I mercati non sono prevedibili. E nemmeno la vita

Chi cerca certezze assolute nei mercati è destinato a farsi del male. Non esiste il “titolo sicuro”. Non esiste il “momento giusto”. L’economia si muove in base a logiche complesse, spesso imprevedibili. Inoltre l’incertezza non arriva solo da fuori. Arriva anche e soprattutto dalla nostra vita. Una malattia, un figlio, un cambio di lavoro, una promozione, una separazione. Sono eventi che cambiano tutto: le priorità, i progetti, il modo in cui guardiamo al nostro patrimonio.

Ecco perché la pianificazione finanziaria non è una formula. È un processo dinamico, personale, in continua evoluzione.
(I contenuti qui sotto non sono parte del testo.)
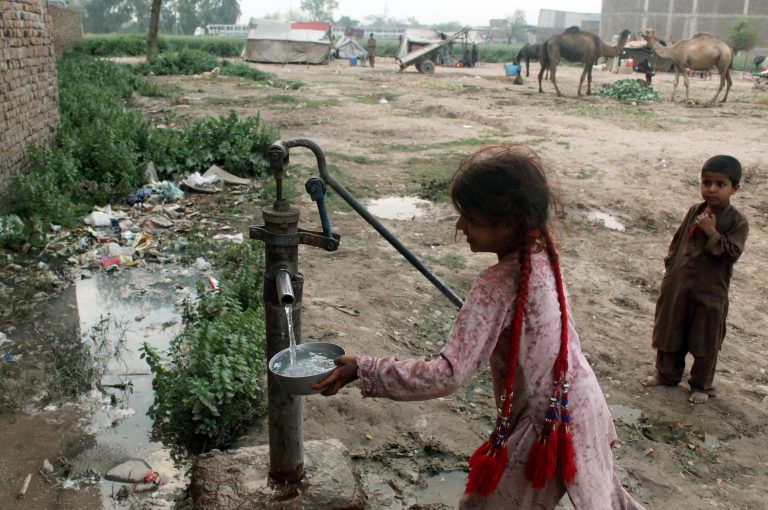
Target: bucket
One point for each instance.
(511, 69)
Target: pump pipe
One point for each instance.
(274, 151)
(284, 288)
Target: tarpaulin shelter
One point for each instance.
(349, 47)
(414, 38)
(288, 43)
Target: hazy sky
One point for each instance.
(427, 12)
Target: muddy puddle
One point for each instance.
(142, 306)
(121, 310)
(406, 208)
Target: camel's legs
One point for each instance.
(728, 84)
(581, 80)
(723, 78)
(677, 80)
(553, 79)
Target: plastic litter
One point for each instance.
(140, 195)
(99, 219)
(122, 260)
(235, 238)
(172, 192)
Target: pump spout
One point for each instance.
(284, 288)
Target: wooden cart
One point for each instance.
(424, 58)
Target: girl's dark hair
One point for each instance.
(504, 184)
(727, 165)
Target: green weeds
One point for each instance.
(209, 386)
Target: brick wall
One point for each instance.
(681, 19)
(29, 98)
(67, 28)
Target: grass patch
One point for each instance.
(583, 173)
(357, 159)
(584, 109)
(376, 99)
(222, 101)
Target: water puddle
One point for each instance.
(606, 219)
(626, 414)
(399, 208)
(446, 488)
(443, 488)
(138, 305)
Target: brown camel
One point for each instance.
(577, 45)
(699, 53)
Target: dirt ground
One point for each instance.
(626, 174)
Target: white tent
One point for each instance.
(288, 43)
(349, 47)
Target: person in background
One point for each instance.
(371, 50)
(693, 298)
(553, 431)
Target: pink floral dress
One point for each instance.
(480, 335)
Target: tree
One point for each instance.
(319, 10)
(742, 37)
(515, 25)
(154, 24)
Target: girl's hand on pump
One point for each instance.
(345, 373)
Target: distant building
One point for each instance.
(681, 19)
(554, 22)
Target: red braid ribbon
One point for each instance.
(552, 452)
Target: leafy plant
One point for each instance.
(209, 388)
(628, 90)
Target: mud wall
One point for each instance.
(29, 99)
(681, 19)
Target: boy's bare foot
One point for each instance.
(651, 380)
(698, 397)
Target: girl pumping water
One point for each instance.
(553, 432)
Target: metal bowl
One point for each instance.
(298, 384)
Pianificazione significa ragionare in probabilità

Una buona pianificazione non serve a controllare tutto. Serve a prepararti.
Ti aiuta a costruire un sistema che regge agli urti, che cresce con te, che ti dà libertà di scegliere.
Significa dire: “non so cosa succederà, ma so come voglio affrontarlo.” Non si tratta di evitare il rischio, ma di imparare a gestirlo. Un piano finanziario antifragile è quello che resta in piedi quando tutto cambia, e magari ti aiuta a trovare nuove opportunità proprio nelle difficoltà.

Non è un elenco di prodotti, ma un progetto di vita. Fatto su misura per te.

Il consulente come guida, non come indovino

Il mio ruolo non è dirti cosa succederà. È aiutarti a pensare meglio, a decidere con più consapevolezza. A costruire una rotta che tenga, anche quando le condizioni cambiano.

È stare al tuo fianco, con lucidità e umanità, mentre ti giochi la partita con le carte che hai in mano.

La pianificazione finanziaria non è una partita di scacchi. È poker. Si gioca nell’incertezza, ma con metodo. Servono coraggio e consapevolezza. Non c’è spazio per il senno di poi.
E’ con una strategia che non dipende da quanto sai o credi di sapere ma dalla qualità delle domande che ti poni e delle decisioni conseguenti che prendi.

Quali sono le domande che ti sei fatto o ti hanno fatto per determinare che strada prendere nella gestione del tuo denaro? Ricorda: buone domande e processi adeguati portano a buone decisioni. Se non sei partito da una buona base forse è il momento di riprendere in mano le decisioni prese e fare un “tagliando” alla tua strategia.